Bart Simpson Love splintered
Scene from the Simpsons’ Love is a Many Splintered Thing.

Despite our rather blah title, it turned out that our 8:30 AM presentation (along with three other paper presentations) was to a standing-room-only audience.  Paper sessions that early in the morning are typically pretty lonely affairs for presenters.  I think the attraction had something to do with the fact that the catalogue billed the session as “Correlates of Deviant Sexual Behavior in America” or something to that effect.  It was pretty clear that the program organizers didn’t know where else to put a theoretical paper dealing with love.  I must admit that the level of interest in our presentation was underwhelming;  although there were lots of questions from the audience directed to the other presenters during the discussion period, not one person asked about our paper.  Great start for aspiring professors!

If you are dying to get a copy of the paper,  you’re out of luck (or, in luck as the case may be).  I may still have a copy stored in a box of old papers stowed somewhere in our basement; no icloud in those days.  But just in case you are interested, I will take a one sentence stab at summarizing our paper.

Love can be described as a positive sentimental orientation to another person based on a synthesis of a wide range of emotions arising from interactions with that person over time and across situations within a cultural context which provides a socially acceptable vocabulary of indicators of “love”.  
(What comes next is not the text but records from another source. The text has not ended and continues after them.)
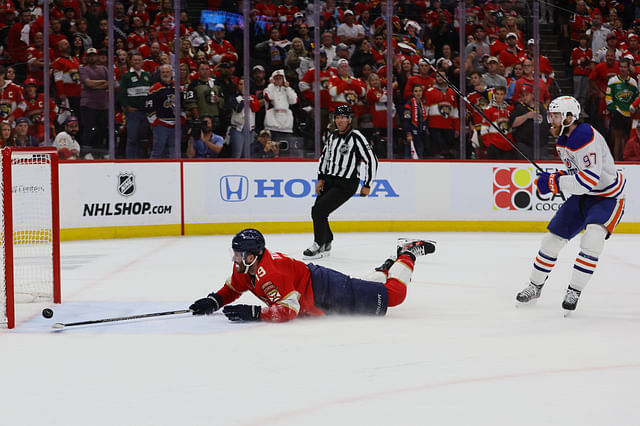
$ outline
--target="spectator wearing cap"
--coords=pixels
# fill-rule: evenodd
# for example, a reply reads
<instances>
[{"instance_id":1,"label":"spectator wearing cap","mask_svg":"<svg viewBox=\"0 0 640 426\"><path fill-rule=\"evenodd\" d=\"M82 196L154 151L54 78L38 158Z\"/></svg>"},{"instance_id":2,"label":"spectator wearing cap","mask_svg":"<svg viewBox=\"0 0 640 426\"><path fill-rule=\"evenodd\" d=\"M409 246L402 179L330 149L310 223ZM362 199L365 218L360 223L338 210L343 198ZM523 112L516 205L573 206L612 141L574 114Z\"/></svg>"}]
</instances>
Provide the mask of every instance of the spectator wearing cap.
<instances>
[{"instance_id":1,"label":"spectator wearing cap","mask_svg":"<svg viewBox=\"0 0 640 426\"><path fill-rule=\"evenodd\" d=\"M605 113L611 117L609 128L613 138L613 149L611 153L615 160L622 160L624 143L631 131L631 111L632 102L638 97L638 83L631 78L632 59L624 57L618 64L618 74L609 79L605 102L607 110Z\"/></svg>"},{"instance_id":2,"label":"spectator wearing cap","mask_svg":"<svg viewBox=\"0 0 640 426\"><path fill-rule=\"evenodd\" d=\"M498 58L489 56L487 58L487 72L482 75L482 81L489 88L507 87L507 79L498 74ZM505 91L506 95L506 91Z\"/></svg>"},{"instance_id":3,"label":"spectator wearing cap","mask_svg":"<svg viewBox=\"0 0 640 426\"><path fill-rule=\"evenodd\" d=\"M338 41L349 47L349 56L353 54L356 46L364 39L364 28L355 23L355 16L352 10L344 11L344 22L338 25L336 31Z\"/></svg>"},{"instance_id":4,"label":"spectator wearing cap","mask_svg":"<svg viewBox=\"0 0 640 426\"><path fill-rule=\"evenodd\" d=\"M346 59L338 61L337 73L329 79L329 95L331 103L329 105L329 113L331 113L340 105L349 105L355 110L358 101L367 94L367 86L359 78L353 77L349 62ZM357 126L358 117L354 115L353 123ZM334 125L332 117L329 117L330 125ZM333 130L333 128L332 128Z\"/></svg>"},{"instance_id":5,"label":"spectator wearing cap","mask_svg":"<svg viewBox=\"0 0 640 426\"><path fill-rule=\"evenodd\" d=\"M502 134L509 140L513 140L511 134L510 117L513 112L513 106L506 101L507 88L498 86L493 90L493 100L488 107L484 109L484 115L489 119L482 121L480 134L482 135L482 144L487 148L487 158L490 160L515 160L516 151L509 141L499 134L494 127L497 126L502 130Z\"/></svg>"},{"instance_id":6,"label":"spectator wearing cap","mask_svg":"<svg viewBox=\"0 0 640 426\"><path fill-rule=\"evenodd\" d=\"M231 119L229 100L233 98L238 91L238 77L235 76L235 64L233 62L222 62L218 64L216 68L218 71L215 76L216 85L220 86L220 94L224 98L224 104L220 111L220 128L214 128L214 131L224 135L227 132L229 120Z\"/></svg>"},{"instance_id":7,"label":"spectator wearing cap","mask_svg":"<svg viewBox=\"0 0 640 426\"><path fill-rule=\"evenodd\" d=\"M251 143L251 158L276 158L280 155L277 142L271 140L271 132L262 130Z\"/></svg>"},{"instance_id":8,"label":"spectator wearing cap","mask_svg":"<svg viewBox=\"0 0 640 426\"><path fill-rule=\"evenodd\" d=\"M597 52L607 45L607 37L611 30L602 25L602 13L600 9L595 8L591 12L591 28L585 34L590 38L592 52ZM579 42L579 39L578 39Z\"/></svg>"},{"instance_id":9,"label":"spectator wearing cap","mask_svg":"<svg viewBox=\"0 0 640 426\"><path fill-rule=\"evenodd\" d=\"M225 40L224 36L224 24L216 24L213 31L213 37L209 42L212 65L216 65L221 62L236 62L238 60L236 49L229 40Z\"/></svg>"},{"instance_id":10,"label":"spectator wearing cap","mask_svg":"<svg viewBox=\"0 0 640 426\"><path fill-rule=\"evenodd\" d=\"M208 63L201 62L198 64L198 78L189 84L185 93L185 108L196 120L201 115L210 116L213 129L218 129L224 101L220 86L211 77L211 67Z\"/></svg>"},{"instance_id":11,"label":"spectator wearing cap","mask_svg":"<svg viewBox=\"0 0 640 426\"><path fill-rule=\"evenodd\" d=\"M329 62L329 66L333 68L338 68L338 62L341 61L342 59L349 62L349 57L350 57L349 46L347 46L344 43L338 43L338 45L336 46L336 54L333 57L333 61ZM351 66L349 66L349 71L351 74L353 74L353 71L351 70Z\"/></svg>"},{"instance_id":12,"label":"spectator wearing cap","mask_svg":"<svg viewBox=\"0 0 640 426\"><path fill-rule=\"evenodd\" d=\"M589 48L589 36L582 34L580 44L571 51L569 65L573 69L573 96L582 105L582 111L587 111L587 93L589 91L589 74L591 73L591 58L593 53Z\"/></svg>"},{"instance_id":13,"label":"spectator wearing cap","mask_svg":"<svg viewBox=\"0 0 640 426\"><path fill-rule=\"evenodd\" d=\"M162 49L160 48L160 42L153 41L149 44L149 53L150 55L144 58L142 62L142 69L152 74L156 71L156 69L161 65L160 55L162 54Z\"/></svg>"},{"instance_id":14,"label":"spectator wearing cap","mask_svg":"<svg viewBox=\"0 0 640 426\"><path fill-rule=\"evenodd\" d=\"M153 129L151 158L161 158L165 148L169 158L175 158L174 127L176 125L175 88L172 80L171 65L158 67L160 81L153 84L145 101L147 120Z\"/></svg>"},{"instance_id":15,"label":"spectator wearing cap","mask_svg":"<svg viewBox=\"0 0 640 426\"><path fill-rule=\"evenodd\" d=\"M422 27L416 21L408 20L404 25L405 35L402 36L402 42L408 44L416 50L416 53L419 56L424 55L424 45L422 44L422 40L420 40L420 31L422 31Z\"/></svg>"},{"instance_id":16,"label":"spectator wearing cap","mask_svg":"<svg viewBox=\"0 0 640 426\"><path fill-rule=\"evenodd\" d=\"M473 30L473 41L465 47L465 54L467 58L471 59L472 70L483 71L481 60L483 55L489 55L489 45L487 44L486 33L482 25L475 26Z\"/></svg>"},{"instance_id":17,"label":"spectator wearing cap","mask_svg":"<svg viewBox=\"0 0 640 426\"><path fill-rule=\"evenodd\" d=\"M313 82L316 77L315 68L310 68L298 84L300 94L309 102L312 108L315 107L315 92ZM330 67L327 63L327 54L324 48L320 48L320 128L324 132L329 125L329 106L331 95L329 94L329 80L338 74L338 70Z\"/></svg>"},{"instance_id":18,"label":"spectator wearing cap","mask_svg":"<svg viewBox=\"0 0 640 426\"><path fill-rule=\"evenodd\" d=\"M545 119L547 110L545 106L536 103L533 94L533 86L526 83L522 86L521 96L518 102L513 103L513 111L511 112L510 123L513 134L513 141L523 154L527 157L533 157L534 148L534 126L538 126L541 143L546 143L549 136L549 123Z\"/></svg>"},{"instance_id":19,"label":"spectator wearing cap","mask_svg":"<svg viewBox=\"0 0 640 426\"><path fill-rule=\"evenodd\" d=\"M593 62L596 64L602 63L606 60L605 56L607 51L613 50L616 55L616 61L619 61L622 57L622 50L618 49L618 38L614 33L609 33L607 36L607 44L593 52Z\"/></svg>"},{"instance_id":20,"label":"spectator wearing cap","mask_svg":"<svg viewBox=\"0 0 640 426\"><path fill-rule=\"evenodd\" d=\"M274 138L292 134L293 112L290 106L298 102L298 96L289 87L284 70L276 70L271 74L264 98L267 105L264 128L270 130Z\"/></svg>"},{"instance_id":21,"label":"spectator wearing cap","mask_svg":"<svg viewBox=\"0 0 640 426\"><path fill-rule=\"evenodd\" d=\"M78 130L78 117L75 115L67 117L64 121L64 130L59 132L53 140L53 146L58 150L61 160L77 160L80 156L80 144L76 140Z\"/></svg>"},{"instance_id":22,"label":"spectator wearing cap","mask_svg":"<svg viewBox=\"0 0 640 426\"><path fill-rule=\"evenodd\" d=\"M506 74L511 74L511 69L518 62L524 61L526 52L518 47L518 34L508 33L506 35L507 47L498 55L498 61L504 65Z\"/></svg>"},{"instance_id":23,"label":"spectator wearing cap","mask_svg":"<svg viewBox=\"0 0 640 426\"><path fill-rule=\"evenodd\" d=\"M96 157L98 152L106 152L109 71L98 64L98 52L93 47L87 49L87 65L80 67L80 81L80 144L83 151Z\"/></svg>"},{"instance_id":24,"label":"spectator wearing cap","mask_svg":"<svg viewBox=\"0 0 640 426\"><path fill-rule=\"evenodd\" d=\"M429 63L421 59L418 62L418 74L412 75L407 80L407 84L404 86L404 91L402 93L402 99L408 100L413 95L413 86L419 84L422 86L422 93L427 93L427 90L433 86L435 83L435 79L431 76L431 67Z\"/></svg>"},{"instance_id":25,"label":"spectator wearing cap","mask_svg":"<svg viewBox=\"0 0 640 426\"><path fill-rule=\"evenodd\" d=\"M280 40L280 30L273 26L269 31L269 39L258 43L256 54L261 57L267 73L284 67L289 40Z\"/></svg>"},{"instance_id":26,"label":"spectator wearing cap","mask_svg":"<svg viewBox=\"0 0 640 426\"><path fill-rule=\"evenodd\" d=\"M38 146L38 140L29 134L31 122L26 117L16 120L15 146Z\"/></svg>"},{"instance_id":27,"label":"spectator wearing cap","mask_svg":"<svg viewBox=\"0 0 640 426\"><path fill-rule=\"evenodd\" d=\"M142 158L141 142L149 134L145 100L151 88L151 74L142 69L142 55L131 55L131 68L120 79L118 101L125 113L127 158Z\"/></svg>"},{"instance_id":28,"label":"spectator wearing cap","mask_svg":"<svg viewBox=\"0 0 640 426\"><path fill-rule=\"evenodd\" d=\"M638 48L638 44L640 42L640 38L638 34L629 33L627 36L627 49L622 53L622 57L631 55L633 57L632 66L631 66L631 75L635 76L640 71L638 65L640 65L640 49Z\"/></svg>"},{"instance_id":29,"label":"spectator wearing cap","mask_svg":"<svg viewBox=\"0 0 640 426\"><path fill-rule=\"evenodd\" d=\"M77 114L80 111L80 94L82 92L80 61L71 56L71 46L67 40L61 40L58 43L58 51L60 56L51 63L51 69L59 103Z\"/></svg>"},{"instance_id":30,"label":"spectator wearing cap","mask_svg":"<svg viewBox=\"0 0 640 426\"><path fill-rule=\"evenodd\" d=\"M302 24L305 24L304 13L296 12L293 15L293 19L286 23L283 23L280 27L280 31L285 35L287 40L293 41L295 37L300 37L302 34L300 32L300 27ZM307 31L308 32L308 31Z\"/></svg>"},{"instance_id":31,"label":"spectator wearing cap","mask_svg":"<svg viewBox=\"0 0 640 426\"><path fill-rule=\"evenodd\" d=\"M256 3L256 9L260 11L260 15L275 18L278 16L278 6L274 4L273 0L261 0Z\"/></svg>"},{"instance_id":32,"label":"spectator wearing cap","mask_svg":"<svg viewBox=\"0 0 640 426\"><path fill-rule=\"evenodd\" d=\"M49 120L44 119L44 93L38 94L38 82L34 78L24 81L24 102L26 109L24 117L31 122L29 134L39 143L44 142L44 123L48 122L53 134L54 120L58 113L58 107L53 98L49 98Z\"/></svg>"},{"instance_id":33,"label":"spectator wearing cap","mask_svg":"<svg viewBox=\"0 0 640 426\"><path fill-rule=\"evenodd\" d=\"M483 111L489 106L489 103L493 100L493 89L487 88L482 79L482 74L474 71L469 76L469 82L471 83L471 91L467 95L469 102L477 107L471 108L467 117L471 119L471 125L475 132L475 137L471 138L473 148L476 154L476 158L481 160L487 158L487 147L480 144L480 131L482 130L482 115L477 111Z\"/></svg>"},{"instance_id":34,"label":"spectator wearing cap","mask_svg":"<svg viewBox=\"0 0 640 426\"><path fill-rule=\"evenodd\" d=\"M6 80L7 69L0 65L0 119L13 123L24 115L26 104L22 87Z\"/></svg>"}]
</instances>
If that didn’t get your passionate blood flowing, nothing will.

To be more down to earth, I would venture that to find love we must quit searching for it and accept that the emotional roller coaster of everyday life shared with another person is as much of an endurance contest as it is a love-fest.   Ann and I have been on this roller coaster for over 50 years –  which certainly must satisfy the endurance side of it.  The love-fest part is more subtle — but real nevertheless.

Dfo you lover me
Golde and Tevye in Fiddler on the Roof.

Perhaps Golde’s response to Tevye’s question “do you love me” gets to my point:

For twenty-five years I’ve lived with him
Fought with him, starved with him
Twenty-five years my bed is his
If that’s not love, what is.

Out of curiosity, I googled the upcoming 2018 Midwest Sociological Society program and did a word search for “love.” Not one of the listed paper titles contains that word.  What a shame.
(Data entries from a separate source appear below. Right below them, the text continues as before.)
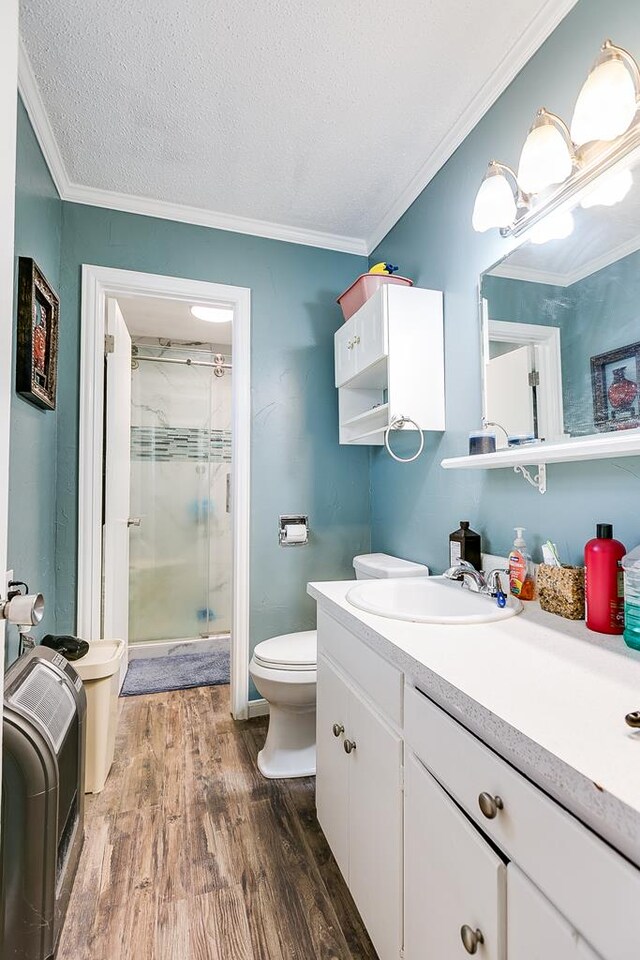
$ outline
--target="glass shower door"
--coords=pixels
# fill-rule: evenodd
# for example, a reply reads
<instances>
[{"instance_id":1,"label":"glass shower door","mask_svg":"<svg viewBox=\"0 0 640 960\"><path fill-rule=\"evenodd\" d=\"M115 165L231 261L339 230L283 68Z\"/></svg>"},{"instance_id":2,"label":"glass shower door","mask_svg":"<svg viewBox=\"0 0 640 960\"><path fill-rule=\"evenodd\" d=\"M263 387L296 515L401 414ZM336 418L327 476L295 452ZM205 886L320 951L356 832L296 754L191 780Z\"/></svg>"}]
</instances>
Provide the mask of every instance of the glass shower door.
<instances>
[{"instance_id":1,"label":"glass shower door","mask_svg":"<svg viewBox=\"0 0 640 960\"><path fill-rule=\"evenodd\" d=\"M210 350L157 341L136 346L131 515L140 525L130 536L129 640L225 633L231 628L230 376L184 362L208 362Z\"/></svg>"}]
</instances>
6 thoughts on “Is Love a Many Splendored or Splintered Thing?”

  1. As you sister I know about you being a wise something or other, like a donkey or that cute little rocking horse you rode all the time. Still love you though.
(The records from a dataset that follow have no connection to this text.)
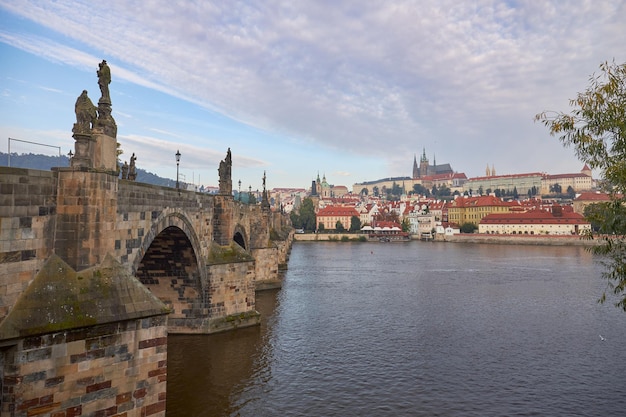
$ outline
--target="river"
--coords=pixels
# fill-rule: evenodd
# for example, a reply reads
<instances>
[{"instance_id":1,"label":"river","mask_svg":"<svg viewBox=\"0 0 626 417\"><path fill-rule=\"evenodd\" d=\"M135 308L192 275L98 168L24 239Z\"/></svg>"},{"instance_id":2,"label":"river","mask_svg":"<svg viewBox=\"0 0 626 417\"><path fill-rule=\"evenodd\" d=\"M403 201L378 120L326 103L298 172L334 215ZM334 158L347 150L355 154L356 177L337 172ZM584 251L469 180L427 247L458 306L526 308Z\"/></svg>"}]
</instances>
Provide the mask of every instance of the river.
<instances>
[{"instance_id":1,"label":"river","mask_svg":"<svg viewBox=\"0 0 626 417\"><path fill-rule=\"evenodd\" d=\"M626 313L580 247L294 243L261 326L168 339L168 417L618 416Z\"/></svg>"}]
</instances>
  2. I remember breaking up with my boyfriend in grad school and reading “The Art of Loving” by Erich Fromm, among other books, to understand love. Great post. I agree with your definition and Fromm’s, which is that love is an extension of oneself in the spiritual development of another.

    1. Thanks for the comment. It is a true compliment coming from someone who has published books about relationships. I have to admit that my thinking on this topic was inspired by Tamotsu Shibutani at UCSB from my undergraduate days.